[MachineCopyPropagation] Handle undef flags conservatively so that we do not remove copies that are useful after breaking some hardware dependencies
qcolombet at apple.com
Thu May 28 14:50:34 PDT 2015
Thanks for the testcase.
I have to investigate a bit more, but I believe the copy propagation is not doing the right thing.
Indeed, the copy that is killed is used as undef, but only for the first few values, i.e., the value must be preserved as some point and the pass does check for that.
Let me check this is the issue and I’ll see how it can be fixed.
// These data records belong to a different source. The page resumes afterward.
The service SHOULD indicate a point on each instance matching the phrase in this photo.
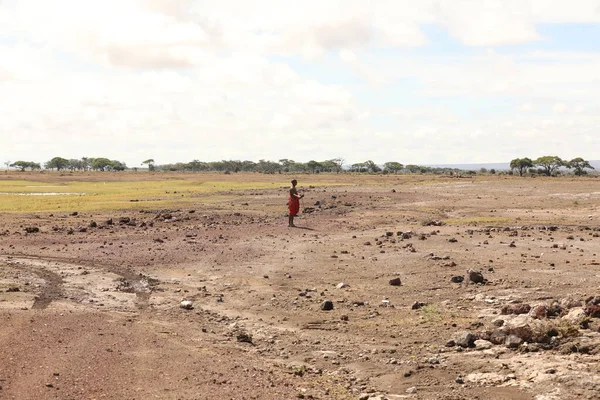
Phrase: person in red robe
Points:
(294, 203)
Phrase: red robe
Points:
(294, 205)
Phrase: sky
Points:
(413, 81)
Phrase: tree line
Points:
(62, 164)
(549, 165)
(546, 165)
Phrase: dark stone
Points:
(327, 305)
(476, 276)
(516, 309)
(464, 339)
(593, 311)
(513, 341)
(396, 282)
(498, 337)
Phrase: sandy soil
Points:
(92, 311)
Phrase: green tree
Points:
(372, 167)
(22, 165)
(521, 164)
(359, 167)
(118, 165)
(150, 163)
(549, 164)
(339, 164)
(579, 165)
(58, 163)
(393, 166)
(313, 166)
(101, 164)
(413, 168)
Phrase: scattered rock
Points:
(593, 311)
(476, 276)
(244, 337)
(516, 309)
(576, 316)
(464, 339)
(483, 344)
(396, 282)
(498, 336)
(418, 304)
(186, 305)
(513, 341)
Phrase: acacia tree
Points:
(150, 163)
(372, 166)
(579, 165)
(521, 164)
(339, 163)
(413, 168)
(393, 166)
(58, 163)
(549, 164)
(25, 164)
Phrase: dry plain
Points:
(92, 276)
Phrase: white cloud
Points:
(527, 107)
(184, 79)
(560, 108)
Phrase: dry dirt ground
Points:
(93, 311)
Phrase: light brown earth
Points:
(97, 315)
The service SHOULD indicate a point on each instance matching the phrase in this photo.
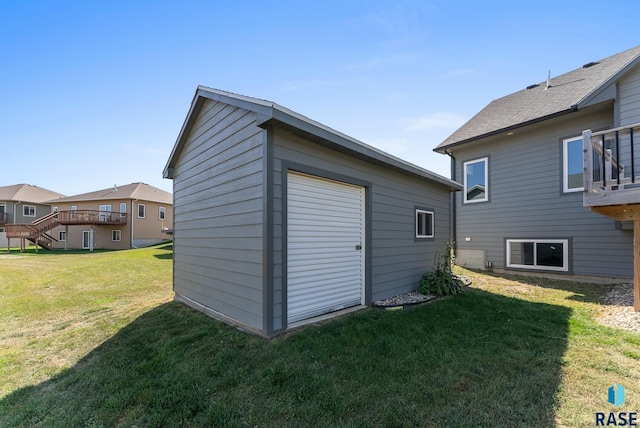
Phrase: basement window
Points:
(424, 224)
(538, 254)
> On May 28, 2015, at 7:06 AM, Pierre-Andre Saulais <pierre-andre at codeplay.com> wrote:
> Hi Quentin,
> I think I have found a possible regression in LLVM that was revealed by one of your commits (r235647) which changes the handling of undefs by MachineCopyPropagation. This occurs on X86-64 with the following code:
> %vreg92<def> = IMPLICIT_DEF; VR128:%vreg92
> %vreg91<def,tied1> = PUNPCKLBWrr %vreg78<tied0>, %vreg92; VR128:%vreg91,%vreg78,%vreg92
> %vreg94<def> = IMPLICIT_DEF; VR128:%vreg94
> %vreg93<def,tied1> = PUNPCKLWDrr %vreg91<tied0>, %vreg94; VR128:%vreg93,%vreg91,%vreg94
> %vreg95<def,tied1> = PSLLDri %vreg93<tied0>, 31; VR128:%vreg95,%vreg93
> %vreg96<def,tied1> = PSRADri %vreg95<tied0>, 31; VR128:%vreg96,%vreg95
> Later on the IMPLICIT_DEFs are turned into <undef> which, after your changes, causes MachineCopyPropagation to remove one copy:
> MOVAPSmr %RSP, 1, %noreg, 16, %noreg, %XMM0<kill>; mem:ST16[FixedStack11]
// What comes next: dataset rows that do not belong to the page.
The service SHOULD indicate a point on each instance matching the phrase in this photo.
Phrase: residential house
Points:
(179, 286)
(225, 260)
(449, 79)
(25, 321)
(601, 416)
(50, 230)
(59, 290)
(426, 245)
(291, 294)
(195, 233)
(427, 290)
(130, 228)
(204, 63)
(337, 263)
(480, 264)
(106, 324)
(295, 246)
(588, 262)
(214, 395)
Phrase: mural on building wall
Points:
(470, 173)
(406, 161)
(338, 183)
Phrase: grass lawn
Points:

> %XMM2<def> = MOVAPSrm %RSP, 1, %noreg, 160, %noreg; mem:LD16[FixedStack2]
> %XMM0<def> = KILL %XMM2 ; This was COPY before MachineCopyPropagation
> %XMM1<def> = COPY %XMM2
> %XMM2<def,tied1> = PUNPCKLBWrr %XMM2<kill,tied0>, %XMM0<undef>
> %XMM2<def,tied1> = PUNPCKLWDrr %XMM2<kill,tied0>, %XMM0<undef>
> %XMM2<def,tied1> = PSLLDri %XMM2<kill,tied0>, 31
> %XMM2<def,tied1> = PSRADri %XMM2<kill,tied0>, 31
> One of our test that was previously passing now fails, and the removed COPY is the only difference in the generated code I can see. Looking at only the code above it seems that the copy is not needed, which is strange.
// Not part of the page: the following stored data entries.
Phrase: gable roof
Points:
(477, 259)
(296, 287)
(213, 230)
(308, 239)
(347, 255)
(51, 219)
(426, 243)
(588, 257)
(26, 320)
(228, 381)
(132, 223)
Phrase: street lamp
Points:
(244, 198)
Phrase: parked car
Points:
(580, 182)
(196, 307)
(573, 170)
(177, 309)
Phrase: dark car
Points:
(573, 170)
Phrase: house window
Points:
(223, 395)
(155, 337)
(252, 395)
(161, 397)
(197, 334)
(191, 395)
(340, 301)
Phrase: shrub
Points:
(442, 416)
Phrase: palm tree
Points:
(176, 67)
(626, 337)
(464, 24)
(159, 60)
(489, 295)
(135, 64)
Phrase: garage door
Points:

> I have reduced the IR that exhibits this issue to a manageable size and created a .ll file for testing. When I run this file with lli using the interpreter it passes, same with the JIT on ARM. It fails however on X86-64 using the JIT. Reverting your changes, it passes on X86-64 using the JIT.
> Do you think that it's a bug in the X86 target that was revealed by your changes or that MachineCopyPropagation is doing something wrong?
> Pierre-Andre Saulais
> Principal Software Engineer (Compilers)
> Codeplay Software Ltd
> 45 York Place, Edinburgh, EH1 3HP
> Tel: 0131 466 0503
> Fax: 0131 557 6600
> Website: http://www.codeplay.com <http://www.codeplay.com/>
> Twitter: https://twitter.com/codeplaysoft <https://twitter.com/codeplaysoft>
> This email and any attachments may contain confidential and /or privileged information and is for use by the addressee only. If you are not the intended recipient, please notify Codeplay Software Ltd immediately and delete the message from your computer. You may not copy or forward it,or use or disclose its contents to any other person. Any views or other information in this message which do not relate to our business are not authorized by Codeplay software Ltd, nor does this message form part of any contract unless so stated.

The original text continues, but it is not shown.